Learn You Some Erlang for Great Good!

This is Learn You Some Erlang for Great Good! It’s a huge book and covers a lot of details about working with Erlang. I have been meaning to create a repo converting the examples in this book into Elixir.

By the same author is:

Property-Based Testing with PropEr, Erlang, and Elixir

This is Property-Based Testing with PropEr, Erlang and Elixir. The book is more biased towards Erlang. However the ideas in it have changed how I unit test things.

Another one of the books that I have not yet finished (I did buy it in beta):

Real-Time Phoenix

This is Real-Time Phoenix. It covers the soft real-time features of Phoenix.

Another one that I recently finished reading:

Genetic Algorithms in Elixir

This is Genetic Algorithms in Elixir. This covers a topic that you would not naturally associate with Elixir. It makes a good case of why Elixir is very good at it (parallel execution can speed these up).

This is another one that I started working through in beta, and have not yet returned to:

Testing Elixir

This is Testing Elixir. It goes into depth about how to get the most out of ExUnit.
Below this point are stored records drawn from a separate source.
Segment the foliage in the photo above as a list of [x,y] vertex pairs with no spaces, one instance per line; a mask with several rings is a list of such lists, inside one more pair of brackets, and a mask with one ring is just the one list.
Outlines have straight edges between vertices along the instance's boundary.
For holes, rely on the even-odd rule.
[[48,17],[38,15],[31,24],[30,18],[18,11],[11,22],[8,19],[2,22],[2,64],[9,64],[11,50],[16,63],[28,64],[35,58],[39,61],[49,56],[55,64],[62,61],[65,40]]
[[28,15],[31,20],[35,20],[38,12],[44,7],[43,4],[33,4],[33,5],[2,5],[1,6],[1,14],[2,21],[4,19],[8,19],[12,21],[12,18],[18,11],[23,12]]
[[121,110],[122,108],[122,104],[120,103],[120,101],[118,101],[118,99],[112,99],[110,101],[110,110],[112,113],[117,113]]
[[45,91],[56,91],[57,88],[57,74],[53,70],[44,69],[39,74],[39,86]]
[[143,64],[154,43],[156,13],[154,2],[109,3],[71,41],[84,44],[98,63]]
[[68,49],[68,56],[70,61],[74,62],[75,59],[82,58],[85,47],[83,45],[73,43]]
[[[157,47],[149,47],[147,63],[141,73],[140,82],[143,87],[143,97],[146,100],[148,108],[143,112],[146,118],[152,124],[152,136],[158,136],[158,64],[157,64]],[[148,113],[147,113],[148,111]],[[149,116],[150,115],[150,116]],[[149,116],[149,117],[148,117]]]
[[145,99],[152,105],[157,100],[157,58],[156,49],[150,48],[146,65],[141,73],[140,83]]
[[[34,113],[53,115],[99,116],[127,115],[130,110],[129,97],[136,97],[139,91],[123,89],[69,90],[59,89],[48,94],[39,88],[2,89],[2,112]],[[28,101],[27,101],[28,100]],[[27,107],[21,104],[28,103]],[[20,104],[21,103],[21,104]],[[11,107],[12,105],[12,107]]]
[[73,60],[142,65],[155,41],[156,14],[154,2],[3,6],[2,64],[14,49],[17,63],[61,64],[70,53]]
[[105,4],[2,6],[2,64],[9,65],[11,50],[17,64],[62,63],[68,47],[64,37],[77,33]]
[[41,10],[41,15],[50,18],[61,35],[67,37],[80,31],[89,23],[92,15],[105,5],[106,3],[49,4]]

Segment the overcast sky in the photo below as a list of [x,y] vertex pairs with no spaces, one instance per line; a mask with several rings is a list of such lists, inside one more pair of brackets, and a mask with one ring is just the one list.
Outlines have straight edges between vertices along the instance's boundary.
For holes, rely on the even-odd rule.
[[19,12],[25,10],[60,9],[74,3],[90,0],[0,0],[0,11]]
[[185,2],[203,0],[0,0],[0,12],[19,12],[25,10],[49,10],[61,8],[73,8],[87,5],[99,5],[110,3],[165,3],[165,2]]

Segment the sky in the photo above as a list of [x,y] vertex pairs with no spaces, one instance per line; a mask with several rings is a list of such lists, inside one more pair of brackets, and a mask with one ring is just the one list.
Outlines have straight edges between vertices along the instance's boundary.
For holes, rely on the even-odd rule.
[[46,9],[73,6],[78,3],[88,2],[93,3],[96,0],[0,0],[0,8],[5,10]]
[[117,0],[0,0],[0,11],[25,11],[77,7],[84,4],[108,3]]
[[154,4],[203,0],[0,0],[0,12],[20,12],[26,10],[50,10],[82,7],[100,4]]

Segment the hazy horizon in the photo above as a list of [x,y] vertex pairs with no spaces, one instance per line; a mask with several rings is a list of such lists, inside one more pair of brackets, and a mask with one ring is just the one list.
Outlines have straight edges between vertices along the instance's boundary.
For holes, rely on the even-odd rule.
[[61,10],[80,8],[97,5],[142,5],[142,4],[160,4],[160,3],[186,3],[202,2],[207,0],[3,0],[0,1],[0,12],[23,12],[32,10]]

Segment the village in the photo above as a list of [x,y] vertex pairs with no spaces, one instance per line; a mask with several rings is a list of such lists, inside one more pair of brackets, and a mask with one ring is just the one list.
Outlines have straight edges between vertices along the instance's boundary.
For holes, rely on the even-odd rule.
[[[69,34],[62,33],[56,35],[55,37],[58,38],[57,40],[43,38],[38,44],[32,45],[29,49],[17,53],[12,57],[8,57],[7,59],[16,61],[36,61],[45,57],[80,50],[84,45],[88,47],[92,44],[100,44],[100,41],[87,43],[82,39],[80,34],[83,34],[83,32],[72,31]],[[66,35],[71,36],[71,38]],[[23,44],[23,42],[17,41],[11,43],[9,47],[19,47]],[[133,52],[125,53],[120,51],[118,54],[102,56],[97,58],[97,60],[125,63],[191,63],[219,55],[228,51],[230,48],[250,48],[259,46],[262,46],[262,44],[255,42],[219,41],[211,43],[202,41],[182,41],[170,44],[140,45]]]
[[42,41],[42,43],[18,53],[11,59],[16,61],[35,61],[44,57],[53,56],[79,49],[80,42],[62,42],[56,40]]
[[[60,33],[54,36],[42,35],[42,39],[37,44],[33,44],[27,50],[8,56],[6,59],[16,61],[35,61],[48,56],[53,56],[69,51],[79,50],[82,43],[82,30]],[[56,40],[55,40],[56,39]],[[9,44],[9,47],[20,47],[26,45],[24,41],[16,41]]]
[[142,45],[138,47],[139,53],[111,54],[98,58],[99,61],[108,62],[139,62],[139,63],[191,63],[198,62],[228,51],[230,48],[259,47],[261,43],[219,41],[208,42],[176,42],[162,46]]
This covers one of the tools that is used heavily by Phoenix.

Programming Ecto

This is Programming Ecto. It covers the database interaction code in more detail than the other books. I like that Ecto provides both Migrations and the data access abstractions.

This is my most recent purchase:

Concurrent Data Processing in Elixir

This is Concurrent Data Processing in Elixir. It seems to cover the tools needed for large scale data processing. Not yet started on this one.

The last one in this list is also as yet unread.

Modern CSS with Tailwind

This is Modern CSS with Tailwind. Technically it is not an Elixir book, but does form part of the PETAL stack (Phoenix, Elixir, Tailwind, Alpine, Liveview). I do plan to create an unofficial repo with the examples for this in Phoenix.